Regardless of what I say about Mr. Douville, he really was a smart guy, or at least he tried to be. You could tell that he was one of those people who aren’t naturally brilliant (see: me) but instead spends all his time reading Dostoyevsky and educational books like ‘I’m Man: Hear Me Roar.” He knew enough about law to teach a law class at my high school, so slightly more than your average Lemur. His teaching styles however were, how you say… non-existent. Mr. Douville is one of those people who are quiet, do whatever you ask without protesting, and let you walk all over them, until one day they climb a clock tower and take everyone in the town out with their M4A1 with a 9 Mag. Clip, and ‘WWJD” engraved in the handle because his neighbor’s armoire told him to kill.’ Yeah, he’s that guy. He’s the kid, that if you didn’t beat him up and steal his ‘lunch money’ you made fun of him behind his back. Yeah, that guy. And his teaching reflects it. He would say his pre-written lesson, regardless of how many people were speaking, usually louder than him, and then every once in a while he would EXPLODE!!!! I remember one class, we were talking while we was teaching. So he as standing at the front of the class fidgeting and playing with his pencil, because I guess he was nervous, when he turned to us and yelled ‘GUYS BE QUIET!! JUST SHUT UP!!!! STOOOP TALKKIINGGGG!!!!!” and he snapped his pencil in half..... HE SNAPPED IT IN HALF! The volume of the class immediately dropped, as did our jaws, and the pencil shavings from his lead victim. He excused himself and got a new pencil, and I excused myself to go get some new underpants. I’m convinced that it was in that moment that I decided not to be a lawyer.
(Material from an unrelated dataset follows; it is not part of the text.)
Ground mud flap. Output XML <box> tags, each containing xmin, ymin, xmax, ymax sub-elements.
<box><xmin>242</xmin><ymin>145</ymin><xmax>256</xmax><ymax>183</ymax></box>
However, Mr. Douville is one of those people that you cannot stay angry at because you just feel too damn bad for him. You couldn’t stay mad at a blind cripple, and this same principle applies to him. Simply describing Mr. Douville as the tall, lanky, anorexic, insane, lonely man he is, does not do him justice. He also sported the unshaven look (on his face) which may not have actually been hair, it’s possible that the darkness was simply his skin rotting away due to malnourishment. Amazingly, I’ve still yet to reveal the kicker, the one singular fact that makes his students pity him, and to this day I am still in awe. Mr. Douville, is probably around 40 years old, and, ready yourself… lives with his mom. HAHAHAHAHAHAHHAHAAHAH. Sorry, ‘bout that, couldn’t hold it back. I can only imagine that his relationship with his mother is similar to that depicted in the Alfred Hitchcock’s classic thriller ‘Psycho,’ or Principal Skinner with his mom.

I eventually graduated from his class with a decent grade, I did not deserve. He probably thought I would beat him up or something. Maybe he just figured I’d be his friend. I had heard that he had left my high school, and I was disappointed that I would never be able to see him again. But thankfully, I was wrong. I ran into him one last time, at the beginning of this school year. I was sitting in the cafeteria eating lunch with my friend, TheBabysitter, when I turned around and who did I see sitting at a table, eating his salad alone, but Mr. Douville. Poor, sad, skinny, depressed Mr. Douville sitting 5 feet away from me, and I didn’t go over to say hello. Why? I felt too damn sorry for him. It’s like when you see a really fat person alone at an all you can eat buffet, with two stacked plates of food, and they’re standing there checking out the dessert tray. You wanna go keep them company and help them out, but you’re too afraid you might throw up. Besides, a few seconds later an older woman sat down with him. I can only assume it was his mother. Turns out that he went back to University to get his degree. Yup, my High School Law teacher is attending the same school as I am, only he’s in his 40s. God bless the Canadian education system.

The one thing I did learn out this whole thing is this. If you’re ever driving down a highway in the middle of nowhere and your car breaks down near a motel run by a tall, skinny, guy, with a small beard… sleep in the car.